Circulating cells signal upcoming heart attack
Heart attacks can be devastating for the family and the patient, and around half of heart attacks or strokes can occur in people who don't seem to have any obvious risk factors. A blood test that detects abnormal cells in the blood could pinpoint people at risk of a heart attack, and has been described as the holy grail of cardiovascular medicine.
Most people's arteries have levels of thickening or hardening, where the walls fur up with cholesterol (atheromatous plaques). If these swellings rupture, this can cause a heart attack, also called an acute myocardial infarction (MI). According to research headed up by Scripps Translational Science Institute (STSI), odd-shaped or overly large circulating endothelial cells (CEC) could signpost an arterial plaque rupture. This could lead to a simple blood test warning of a high risk of a heart attack in the near future.
In a group of 50 heart attack patients seen in emergency rooms and 44 healthy people, the numbers of CECs, which normally line the arteries of the heart, were significantly higher in the blood of heart patients than in the healthy individuals, and many of the cells were misshapen, enlarged or had three or more nuclei.

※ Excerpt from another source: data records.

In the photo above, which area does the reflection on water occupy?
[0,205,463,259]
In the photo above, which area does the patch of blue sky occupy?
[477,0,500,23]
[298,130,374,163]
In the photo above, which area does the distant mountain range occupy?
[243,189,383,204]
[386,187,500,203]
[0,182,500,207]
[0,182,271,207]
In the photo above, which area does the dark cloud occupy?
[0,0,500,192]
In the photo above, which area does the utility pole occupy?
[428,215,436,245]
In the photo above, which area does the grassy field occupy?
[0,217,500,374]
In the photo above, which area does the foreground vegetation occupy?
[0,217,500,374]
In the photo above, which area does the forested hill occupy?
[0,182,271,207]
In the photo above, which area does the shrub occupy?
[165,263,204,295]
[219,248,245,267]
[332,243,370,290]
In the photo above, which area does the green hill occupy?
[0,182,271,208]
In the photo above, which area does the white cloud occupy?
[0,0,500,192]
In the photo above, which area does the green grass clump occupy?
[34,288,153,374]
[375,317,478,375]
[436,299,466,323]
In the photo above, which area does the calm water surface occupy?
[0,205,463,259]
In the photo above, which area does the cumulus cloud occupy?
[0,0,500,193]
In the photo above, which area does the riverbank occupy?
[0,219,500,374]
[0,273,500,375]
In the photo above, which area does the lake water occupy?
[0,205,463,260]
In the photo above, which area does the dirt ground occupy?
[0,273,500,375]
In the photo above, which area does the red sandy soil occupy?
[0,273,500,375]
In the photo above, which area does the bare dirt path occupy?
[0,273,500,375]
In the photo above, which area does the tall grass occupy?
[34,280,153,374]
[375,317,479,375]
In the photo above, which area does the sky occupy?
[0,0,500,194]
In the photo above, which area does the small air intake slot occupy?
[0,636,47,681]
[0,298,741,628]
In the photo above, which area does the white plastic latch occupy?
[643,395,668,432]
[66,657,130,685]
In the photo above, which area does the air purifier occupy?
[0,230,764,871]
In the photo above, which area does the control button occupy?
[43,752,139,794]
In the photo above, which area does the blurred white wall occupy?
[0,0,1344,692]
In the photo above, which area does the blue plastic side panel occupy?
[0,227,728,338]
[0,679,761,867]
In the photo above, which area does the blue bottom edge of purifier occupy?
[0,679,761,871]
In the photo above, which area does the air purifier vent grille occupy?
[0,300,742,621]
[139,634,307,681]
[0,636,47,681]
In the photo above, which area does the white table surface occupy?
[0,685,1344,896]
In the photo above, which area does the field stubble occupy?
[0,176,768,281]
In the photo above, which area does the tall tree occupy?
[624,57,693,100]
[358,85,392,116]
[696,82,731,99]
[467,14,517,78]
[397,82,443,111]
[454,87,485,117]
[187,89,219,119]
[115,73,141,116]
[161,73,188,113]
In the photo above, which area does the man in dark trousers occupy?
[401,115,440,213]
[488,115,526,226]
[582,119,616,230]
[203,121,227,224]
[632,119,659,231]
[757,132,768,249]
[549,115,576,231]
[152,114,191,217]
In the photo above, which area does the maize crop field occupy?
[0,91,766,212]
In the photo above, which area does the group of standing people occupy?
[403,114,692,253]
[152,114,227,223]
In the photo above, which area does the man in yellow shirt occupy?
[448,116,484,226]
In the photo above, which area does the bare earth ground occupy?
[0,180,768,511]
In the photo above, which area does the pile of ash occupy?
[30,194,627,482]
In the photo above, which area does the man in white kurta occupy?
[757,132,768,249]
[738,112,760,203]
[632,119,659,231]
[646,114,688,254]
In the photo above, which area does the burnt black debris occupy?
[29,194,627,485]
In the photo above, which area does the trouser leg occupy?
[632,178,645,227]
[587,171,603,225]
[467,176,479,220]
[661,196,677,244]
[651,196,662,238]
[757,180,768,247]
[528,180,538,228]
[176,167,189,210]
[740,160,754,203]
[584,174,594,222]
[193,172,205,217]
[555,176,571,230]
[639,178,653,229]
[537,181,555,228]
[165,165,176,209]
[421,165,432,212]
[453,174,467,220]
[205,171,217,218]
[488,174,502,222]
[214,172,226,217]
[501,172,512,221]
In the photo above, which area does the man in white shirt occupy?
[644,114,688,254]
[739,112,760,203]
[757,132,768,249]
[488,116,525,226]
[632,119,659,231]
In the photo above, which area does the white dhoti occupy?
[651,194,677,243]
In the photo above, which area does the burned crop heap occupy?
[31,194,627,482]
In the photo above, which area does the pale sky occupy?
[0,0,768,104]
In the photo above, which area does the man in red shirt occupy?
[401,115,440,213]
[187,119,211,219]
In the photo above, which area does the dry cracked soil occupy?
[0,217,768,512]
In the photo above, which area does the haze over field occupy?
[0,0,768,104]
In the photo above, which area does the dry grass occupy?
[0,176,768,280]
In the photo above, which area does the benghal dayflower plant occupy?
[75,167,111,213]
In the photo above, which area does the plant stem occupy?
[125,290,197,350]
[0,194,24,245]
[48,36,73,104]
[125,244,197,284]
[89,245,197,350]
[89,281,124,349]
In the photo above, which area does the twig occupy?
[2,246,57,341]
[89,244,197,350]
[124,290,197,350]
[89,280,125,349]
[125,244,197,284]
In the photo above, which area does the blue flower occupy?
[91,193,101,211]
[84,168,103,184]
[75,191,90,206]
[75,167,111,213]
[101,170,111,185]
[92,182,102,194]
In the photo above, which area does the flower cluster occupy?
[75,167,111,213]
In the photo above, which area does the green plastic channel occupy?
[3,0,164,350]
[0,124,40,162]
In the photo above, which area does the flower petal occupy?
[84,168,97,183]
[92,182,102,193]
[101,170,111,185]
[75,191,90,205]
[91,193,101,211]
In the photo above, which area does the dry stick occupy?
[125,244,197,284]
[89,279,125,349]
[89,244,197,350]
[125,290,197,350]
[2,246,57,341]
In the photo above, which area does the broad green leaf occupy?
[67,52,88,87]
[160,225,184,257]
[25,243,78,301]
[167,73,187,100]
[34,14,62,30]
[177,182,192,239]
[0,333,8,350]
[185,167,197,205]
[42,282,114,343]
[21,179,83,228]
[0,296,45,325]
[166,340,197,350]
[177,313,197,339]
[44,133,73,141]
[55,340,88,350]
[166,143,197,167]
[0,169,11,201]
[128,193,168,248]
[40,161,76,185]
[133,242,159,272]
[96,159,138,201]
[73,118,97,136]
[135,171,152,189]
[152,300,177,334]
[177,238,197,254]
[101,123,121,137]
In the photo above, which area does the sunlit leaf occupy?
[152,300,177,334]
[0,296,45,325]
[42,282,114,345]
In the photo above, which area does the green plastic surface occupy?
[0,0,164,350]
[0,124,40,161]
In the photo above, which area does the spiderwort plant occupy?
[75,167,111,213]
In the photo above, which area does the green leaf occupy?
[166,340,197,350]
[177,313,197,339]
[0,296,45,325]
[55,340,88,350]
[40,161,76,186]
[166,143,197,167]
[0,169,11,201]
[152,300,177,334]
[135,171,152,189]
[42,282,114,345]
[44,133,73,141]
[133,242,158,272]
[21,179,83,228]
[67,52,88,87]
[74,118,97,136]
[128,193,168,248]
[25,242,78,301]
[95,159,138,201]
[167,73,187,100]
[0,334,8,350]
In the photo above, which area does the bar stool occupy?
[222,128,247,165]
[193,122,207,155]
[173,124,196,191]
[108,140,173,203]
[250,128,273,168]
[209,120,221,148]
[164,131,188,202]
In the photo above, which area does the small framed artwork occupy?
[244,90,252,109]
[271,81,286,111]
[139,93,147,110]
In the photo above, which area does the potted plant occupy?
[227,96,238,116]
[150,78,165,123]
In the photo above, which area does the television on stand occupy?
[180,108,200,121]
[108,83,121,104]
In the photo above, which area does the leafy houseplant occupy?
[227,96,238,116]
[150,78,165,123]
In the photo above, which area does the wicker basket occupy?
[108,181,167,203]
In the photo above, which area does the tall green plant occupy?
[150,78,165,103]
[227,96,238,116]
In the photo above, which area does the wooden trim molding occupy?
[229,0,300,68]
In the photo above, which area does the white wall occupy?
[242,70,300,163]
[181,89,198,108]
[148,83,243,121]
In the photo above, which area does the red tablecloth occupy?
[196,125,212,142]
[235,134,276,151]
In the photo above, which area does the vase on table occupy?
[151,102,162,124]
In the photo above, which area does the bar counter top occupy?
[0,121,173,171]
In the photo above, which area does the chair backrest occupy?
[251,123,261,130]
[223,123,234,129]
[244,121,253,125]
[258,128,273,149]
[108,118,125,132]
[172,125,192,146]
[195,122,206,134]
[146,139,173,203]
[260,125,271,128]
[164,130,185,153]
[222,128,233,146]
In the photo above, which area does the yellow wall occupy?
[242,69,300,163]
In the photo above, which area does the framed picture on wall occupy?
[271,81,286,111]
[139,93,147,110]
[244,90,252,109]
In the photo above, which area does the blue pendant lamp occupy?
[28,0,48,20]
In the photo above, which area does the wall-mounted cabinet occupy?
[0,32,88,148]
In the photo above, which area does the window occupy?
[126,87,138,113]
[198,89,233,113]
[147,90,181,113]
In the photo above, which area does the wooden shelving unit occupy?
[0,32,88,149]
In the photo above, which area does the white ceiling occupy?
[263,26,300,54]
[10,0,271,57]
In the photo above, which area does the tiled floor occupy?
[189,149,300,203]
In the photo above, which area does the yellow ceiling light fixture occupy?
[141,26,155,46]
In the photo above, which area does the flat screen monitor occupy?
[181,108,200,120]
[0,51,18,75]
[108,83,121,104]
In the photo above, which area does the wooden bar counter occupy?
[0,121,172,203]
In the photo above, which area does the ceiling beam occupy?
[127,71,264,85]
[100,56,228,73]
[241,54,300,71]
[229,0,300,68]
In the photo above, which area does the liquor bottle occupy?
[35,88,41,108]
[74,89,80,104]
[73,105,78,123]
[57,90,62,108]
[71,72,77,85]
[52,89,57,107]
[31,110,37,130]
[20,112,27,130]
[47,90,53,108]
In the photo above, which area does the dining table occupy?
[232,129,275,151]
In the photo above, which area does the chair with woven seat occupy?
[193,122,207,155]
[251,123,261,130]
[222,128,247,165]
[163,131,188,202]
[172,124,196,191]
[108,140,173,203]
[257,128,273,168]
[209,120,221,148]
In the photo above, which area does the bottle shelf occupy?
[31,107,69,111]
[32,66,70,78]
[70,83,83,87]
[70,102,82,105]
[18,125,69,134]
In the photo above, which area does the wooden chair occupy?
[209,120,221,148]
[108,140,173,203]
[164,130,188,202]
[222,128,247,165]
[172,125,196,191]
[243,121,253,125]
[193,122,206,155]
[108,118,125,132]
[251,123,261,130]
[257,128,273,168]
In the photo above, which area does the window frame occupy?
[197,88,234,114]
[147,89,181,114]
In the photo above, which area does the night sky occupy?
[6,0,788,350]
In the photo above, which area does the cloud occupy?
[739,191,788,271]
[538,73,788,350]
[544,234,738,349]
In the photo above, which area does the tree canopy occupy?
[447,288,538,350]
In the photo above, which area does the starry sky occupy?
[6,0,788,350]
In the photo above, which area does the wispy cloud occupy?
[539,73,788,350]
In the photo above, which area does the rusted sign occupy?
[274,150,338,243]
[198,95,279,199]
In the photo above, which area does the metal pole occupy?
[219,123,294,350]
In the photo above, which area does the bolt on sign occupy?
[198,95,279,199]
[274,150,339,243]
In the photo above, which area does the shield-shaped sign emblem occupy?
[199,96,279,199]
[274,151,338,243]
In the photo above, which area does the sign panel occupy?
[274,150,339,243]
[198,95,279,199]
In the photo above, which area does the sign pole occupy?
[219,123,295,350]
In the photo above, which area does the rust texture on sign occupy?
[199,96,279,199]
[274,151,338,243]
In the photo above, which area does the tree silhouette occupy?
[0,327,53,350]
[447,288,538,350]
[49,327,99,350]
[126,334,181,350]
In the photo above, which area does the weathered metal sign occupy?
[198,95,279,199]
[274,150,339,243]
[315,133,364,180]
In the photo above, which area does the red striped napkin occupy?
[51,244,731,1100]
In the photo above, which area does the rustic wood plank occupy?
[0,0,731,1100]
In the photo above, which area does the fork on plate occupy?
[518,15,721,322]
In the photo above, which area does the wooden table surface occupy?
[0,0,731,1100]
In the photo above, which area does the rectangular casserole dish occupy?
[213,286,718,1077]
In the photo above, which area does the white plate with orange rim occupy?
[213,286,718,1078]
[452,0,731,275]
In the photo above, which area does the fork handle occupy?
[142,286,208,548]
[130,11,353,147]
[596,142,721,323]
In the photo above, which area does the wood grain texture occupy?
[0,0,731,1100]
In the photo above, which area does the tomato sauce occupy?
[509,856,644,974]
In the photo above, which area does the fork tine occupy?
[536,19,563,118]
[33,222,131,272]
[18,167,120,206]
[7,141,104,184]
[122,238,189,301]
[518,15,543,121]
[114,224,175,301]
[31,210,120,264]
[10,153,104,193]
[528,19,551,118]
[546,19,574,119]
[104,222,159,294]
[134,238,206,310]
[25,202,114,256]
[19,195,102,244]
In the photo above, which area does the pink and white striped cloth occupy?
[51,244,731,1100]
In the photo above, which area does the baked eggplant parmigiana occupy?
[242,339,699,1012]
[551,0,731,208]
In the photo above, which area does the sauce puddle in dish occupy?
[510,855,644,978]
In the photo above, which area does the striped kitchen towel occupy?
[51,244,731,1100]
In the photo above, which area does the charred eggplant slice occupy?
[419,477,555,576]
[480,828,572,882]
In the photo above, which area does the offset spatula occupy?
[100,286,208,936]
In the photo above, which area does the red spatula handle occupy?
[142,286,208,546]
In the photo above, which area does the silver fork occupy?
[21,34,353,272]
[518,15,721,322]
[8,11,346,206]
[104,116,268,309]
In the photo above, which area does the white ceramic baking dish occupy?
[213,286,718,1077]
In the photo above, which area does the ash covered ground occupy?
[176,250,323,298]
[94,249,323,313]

"The CECs are supposed to be like insulation for the artery," Eric Topol, the study's principal investigator and director of STSI, told the San Diego Union-Tribune. "When they start to slough off, become numerous, misshapen and have multiple nuclei, it is sign that a heart attack is imminent. They're a biomarker." Topol suggests that the cells could start to break off the artery lining days or weeks before the heart attack happens, making this a potential early warning signal.
Collaborator Sharp HealthCare believes that a test could be available within a year or two. Current tests just indicate whether a patient has actually had a heart attack--if this test comes through it could allow doctors to prevent a heart attack from happening, rather than dealing with the problems after it has actually happened. This could not only reduce the risk of death or disability for the patient but also significantly cut healthcare costs and reduce the social burden of lost days working.